The report shows people who do not qualify for subsidies continue to be priced out of the market. Unsubsidized enrollment declined by over 300,000 enrollees in 2019 – the third consecutive year of declining enrollment. From 2016 to 2019, unsubsidized enrollment declined by 2.8 million people, representing a 45-percent drop nationally. Though unsubsidized enrollment continues decreasing, the rate of decline dropped to 9 percent in 2019 – down from a 20 percent drop in 2017, and a 24 percent drop in 2018. This lower rate of decline occurred at the same time premium rate leveled off after increasing by double-digits in 2017 and 2018.
At the state level, the percentage change in unsubsidized enrollment from 2016 to 2019 varied Nationwide from a 4-percent drop in Rhode Island, to a 90-percent drop in Iowa. This state data also shows the important connection between premiums and enrollment, as states with larger declines in unsubsidized enrollment experienced higher premium increases on average.

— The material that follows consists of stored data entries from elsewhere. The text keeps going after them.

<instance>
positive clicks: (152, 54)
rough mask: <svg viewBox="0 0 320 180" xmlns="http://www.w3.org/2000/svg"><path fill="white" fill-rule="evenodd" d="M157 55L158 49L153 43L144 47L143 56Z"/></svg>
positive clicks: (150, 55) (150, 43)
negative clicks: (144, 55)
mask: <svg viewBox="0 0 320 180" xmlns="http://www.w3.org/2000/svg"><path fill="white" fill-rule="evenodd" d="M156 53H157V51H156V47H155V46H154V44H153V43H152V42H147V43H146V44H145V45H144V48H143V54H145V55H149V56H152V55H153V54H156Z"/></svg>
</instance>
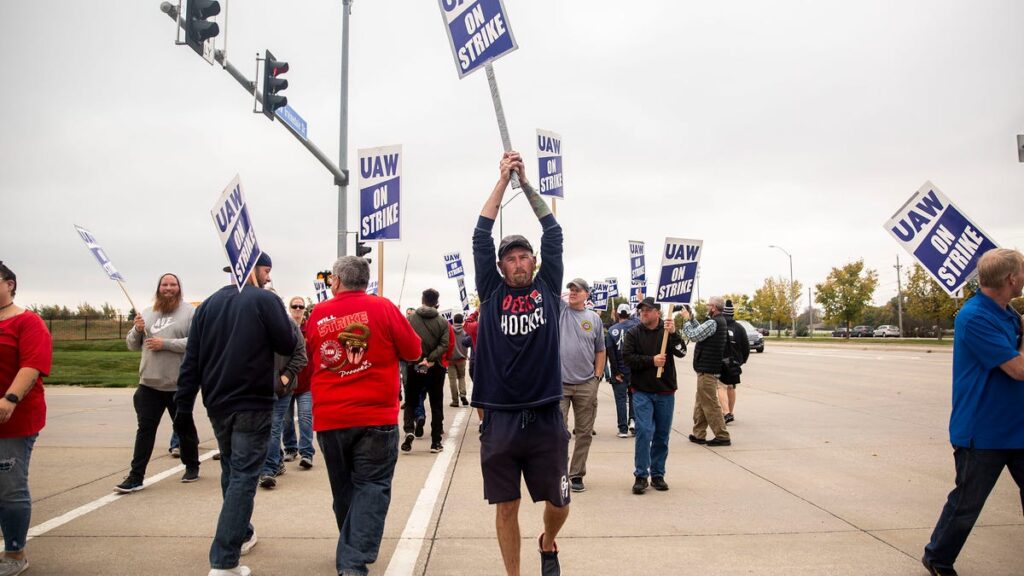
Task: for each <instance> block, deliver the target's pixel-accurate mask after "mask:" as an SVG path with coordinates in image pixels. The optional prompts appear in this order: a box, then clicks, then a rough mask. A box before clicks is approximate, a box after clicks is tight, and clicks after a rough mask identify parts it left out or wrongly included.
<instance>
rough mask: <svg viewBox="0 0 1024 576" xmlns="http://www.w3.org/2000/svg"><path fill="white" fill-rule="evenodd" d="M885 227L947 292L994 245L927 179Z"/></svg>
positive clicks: (973, 223) (974, 266)
mask: <svg viewBox="0 0 1024 576" xmlns="http://www.w3.org/2000/svg"><path fill="white" fill-rule="evenodd" d="M886 230H888V231H889V234H891V235H892V236H893V238H895V239H896V241H897V242H899V243H900V244H901V245H902V246H903V249H904V250H906V251H907V252H909V253H910V254H911V255H913V257H914V258H916V259H918V261H919V262H921V265H923V266H924V268H925V270H927V271H928V273H929V274H931V275H932V278H934V279H935V281H936V282H938V283H939V285H940V286H942V289H943V290H945V291H946V293H948V294H949V295H950V296H953V295H954V294H955V293H956V292H957V291H959V290H961V289H962V288H963V287H964V285H965V284H967V283H968V281H970V280H971V278H972V277H974V274H975V272H976V270H977V268H978V259H979V258H981V255H982V254H984V253H985V252H986V251H987V250H991V249H992V248H997V247H998V245H997V244H995V241H993V240H992V239H991V237H990V236H988V235H987V234H985V233H984V232H982V231H981V229H980V228H978V225H977V224H975V223H974V222H973V221H971V219H970V218H968V217H967V214H965V213H964V212H962V211H961V210H959V208H957V207H956V206H954V205H953V203H952V202H950V201H949V199H948V198H946V197H945V195H943V194H942V193H941V192H940V191H939V189H938V188H936V187H935V184H933V183H932V182H930V181H926V182H925V186H923V187H921V189H919V190H918V192H915V193H914V194H913V196H911V197H910V199H909V200H907V201H906V202H905V203H904V204H903V206H901V207H900V209H899V210H897V211H896V213H895V214H893V217H891V218H889V221H887V222H886Z"/></svg>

Stable premiums and a more moderate decline in enrollment on the individual market in 2019 demonstrate that the Trump Administration’s policies to stabilize the individual market are working. President Trump prioritized health care immediately upon taking office in 2017, issuing an executive order on day one to minimize the burdens cause by the Affordable Care Act. Shortly after the Administration took office, CMS issued a proposed Market Stabilization Rule. This swift action was followed by additional steps, giving states new tools to stabilize their markets and offer more affordable options.
While the President’s policies are clearly working, this report also places a spotlight on the millions of Americans priced out of the market by the high premiums that quickly emerged after the Affordable Care Act’s main regulations took effect in 2014. The Trump Administration remains firmly committed to helping those harmed and providing every American with more affordable healthcare options especially during this unprecedented public health emergency.